RIFONDAZIONE OBBLIGATA – Bisogna per forza ripartire da zero, dopo il 31 maggio. La Roma non è squadra. Non ha giocatori completi e preparati. Capaci di fare la differenza. Con i fatti e non con le chiacchiere, quelle sentite dopo il successo contro il Napoli. Il 13° pari di questo torneo, il secondo consecutivo, rovina il weekend perfetto. Almeno così doveva diventare dopo il ko della Lazio, sabato sera contro la Juve a Torino. Niente contro-sorpasso, ma solo aggancio. E terzo posto: biancocelesti in vantaggio per la differenza reti (+ 28 per Pioli, + 19 per Garcia). E con il Napoli quarto che si avvivicna (-5). Non è bastato nemmeno il vantaggio lampo, con il gol più veloce della stagione, rigore di Totti dopo 2 minuti e spicci. Le vele giallorosse non hanno sfruttato il vento. E i giocatori si sono limitati, come i comuni mortali, al solito struscio: domenica è sempre domenica. L’ex laziale Reja ne ha approfittato, nonostante abbia pensato più allo scontro diretto di domenica con l’Empoli (in panchina i diffidati Zappacosta e, per 65 minuti, Moralez). Ha ringraziato Astori per aver intralciato, sbadato e goffo, la corsa dell’ex giallorosso Emanuelson in area. E anche Denis per la trasformazione. Il match è come se fosse finito lì, a metà primo tempo. Il 4-4-1-1 dell’Atalanta basta per i giallorossi statici e slegati che vanno in tilt quando gli ospiti accennano qualche passo di possesso palla. Il 4-2-3-1 di Garcia è improvvisato con Paredes accanto a Nainggolan e diventato, dopo l’intervallo, 4-3-3, con l’arretramento di Florenzi (nel finale poi terzino). Dietro la linea dei 4 è bloccata pure nei terzini Torosidis e Holebas. Davanti il capitano e niente più. Pure se Ljajic conquista il rigore e se Florenzi ci prova sempre e comunque. Quando nella ripresa entra Keita per Paredes, il ritmo non cambia. L’andamento resta lento.
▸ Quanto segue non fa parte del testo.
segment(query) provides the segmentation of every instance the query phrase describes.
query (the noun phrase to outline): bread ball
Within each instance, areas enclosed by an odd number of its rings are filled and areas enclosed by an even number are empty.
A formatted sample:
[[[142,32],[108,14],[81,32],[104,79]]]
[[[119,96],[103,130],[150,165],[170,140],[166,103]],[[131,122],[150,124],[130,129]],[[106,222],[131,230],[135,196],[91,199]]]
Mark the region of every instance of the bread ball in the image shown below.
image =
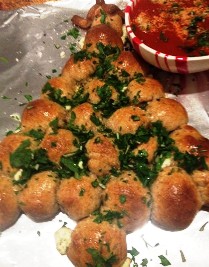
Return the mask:
[[[117,109],[106,121],[106,126],[115,133],[135,134],[140,126],[146,126],[148,119],[139,107],[127,106]]]
[[[74,142],[76,137],[71,131],[59,129],[55,133],[49,131],[40,143],[40,147],[47,151],[49,159],[59,163],[63,155],[73,153],[78,148]]]
[[[109,27],[114,29],[118,36],[123,35],[123,21],[120,15],[118,14],[107,14],[104,10],[101,8],[98,8],[95,12],[94,20],[92,21],[91,27],[94,27],[96,25],[101,25],[102,24],[102,12],[106,14],[105,17],[105,24],[107,24]]]
[[[89,52],[98,52],[98,43],[102,43],[105,46],[118,47],[120,50],[123,50],[121,37],[107,24],[96,25],[86,32],[84,49],[87,49]]]
[[[96,61],[94,58],[79,58],[79,56],[77,58],[76,55],[71,55],[62,69],[62,77],[71,83],[73,81],[80,82],[89,78],[89,76],[94,73],[95,69]]]
[[[25,188],[18,193],[20,208],[34,221],[52,219],[58,212],[57,188],[55,173],[44,171],[34,174]]]
[[[73,113],[73,115],[72,115]],[[98,113],[96,114],[92,105],[85,102],[83,104],[80,104],[73,108],[70,112],[70,118],[74,118],[72,120],[72,124],[79,129],[83,129],[84,131],[93,131],[95,132],[97,130],[96,125],[91,120],[91,116],[95,114],[98,116]]]
[[[151,187],[151,195],[151,220],[169,231],[187,228],[202,206],[191,176],[180,168],[164,168]]]
[[[36,99],[27,104],[22,113],[21,128],[27,132],[32,129],[46,131],[50,123],[57,120],[57,125],[63,127],[66,111],[59,104],[48,99]]]
[[[184,125],[170,134],[175,145],[181,152],[188,152],[199,157],[205,157],[209,167],[209,140],[190,125]]]
[[[112,140],[101,134],[95,135],[86,143],[88,168],[97,176],[108,174],[120,167],[119,152]]]
[[[57,201],[61,210],[78,221],[98,209],[101,203],[101,188],[94,187],[96,176],[70,177],[60,182]]]
[[[167,131],[173,131],[188,122],[185,108],[170,98],[160,98],[149,102],[146,114],[151,122],[161,121]]]
[[[126,234],[107,221],[96,223],[91,217],[84,219],[71,234],[67,256],[77,267],[97,266],[99,258],[106,260],[102,266],[109,263],[112,267],[120,267],[127,256]]]
[[[20,215],[17,196],[8,175],[0,172],[0,231],[12,226]]]
[[[59,92],[60,98],[66,97],[67,99],[70,99],[74,94],[75,88],[75,80],[67,80],[64,76],[53,77],[48,80],[47,84],[42,89],[42,97],[48,97],[49,99],[56,101],[56,97],[54,96]]]
[[[127,88],[127,96],[132,103],[148,102],[165,96],[162,84],[153,78],[132,80]]]
[[[119,74],[122,75],[122,72],[125,71],[129,75],[129,79],[133,79],[138,74],[144,75],[147,72],[144,63],[130,51],[121,51],[112,64]]]
[[[18,164],[15,162],[15,159],[11,160],[11,155],[21,147],[24,142],[27,142],[28,148],[32,150],[37,146],[36,142],[31,137],[21,133],[10,134],[0,142],[0,163],[2,171],[12,175],[17,172]]]
[[[151,162],[154,159],[155,152],[158,149],[158,140],[157,137],[150,137],[150,139],[146,143],[139,144],[134,150],[134,155],[137,155],[139,151],[146,151],[147,153],[147,160]]]
[[[118,97],[118,93],[112,86],[107,86],[104,81],[99,80],[97,78],[90,79],[84,85],[85,91],[89,93],[88,101],[92,104],[98,104],[101,101],[101,97],[99,95],[99,91],[101,88],[103,89],[102,92],[105,95],[105,89],[108,90],[110,93],[110,99],[112,101],[116,101]],[[105,99],[106,100],[106,99]]]
[[[209,171],[195,170],[192,179],[197,186],[202,199],[202,205],[209,207]]]
[[[102,211],[118,211],[123,215],[119,223],[130,233],[143,226],[150,216],[150,192],[134,172],[125,171],[112,177],[103,192]]]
MAL DI GOL – La Roma, nelle ultime 9 partite, ha realizzato solo 6 gol. Adesso ha il 9° attacco del campionato. Il mercato non è stato sbagliato solo in inverno, ma anche in estate. I difensori li stiamo vedendo (e giudicando), mentre Spolli, arrivato a gennaio, ancora deve debuttare. Iturbe, il mistero oneroso dell’éra americana, ha segnato solo 1 gol e ha la media peggiore tra le punte della serie A. Lo hanno bocciato, dopo 57 minuti, Garcia e la gente. Ibarbo lo ha sostituito, ma è ancora a digiuno. Come Doumbia. Che è entrato nel finale, toccando due palloni (uno a centrocampo e uno in fuorigioco) e sistemandosi accanto a Totti, nel 4-2-4 che non ha cambiato la storia del match. Questo è il centravanti che passa Trigoria.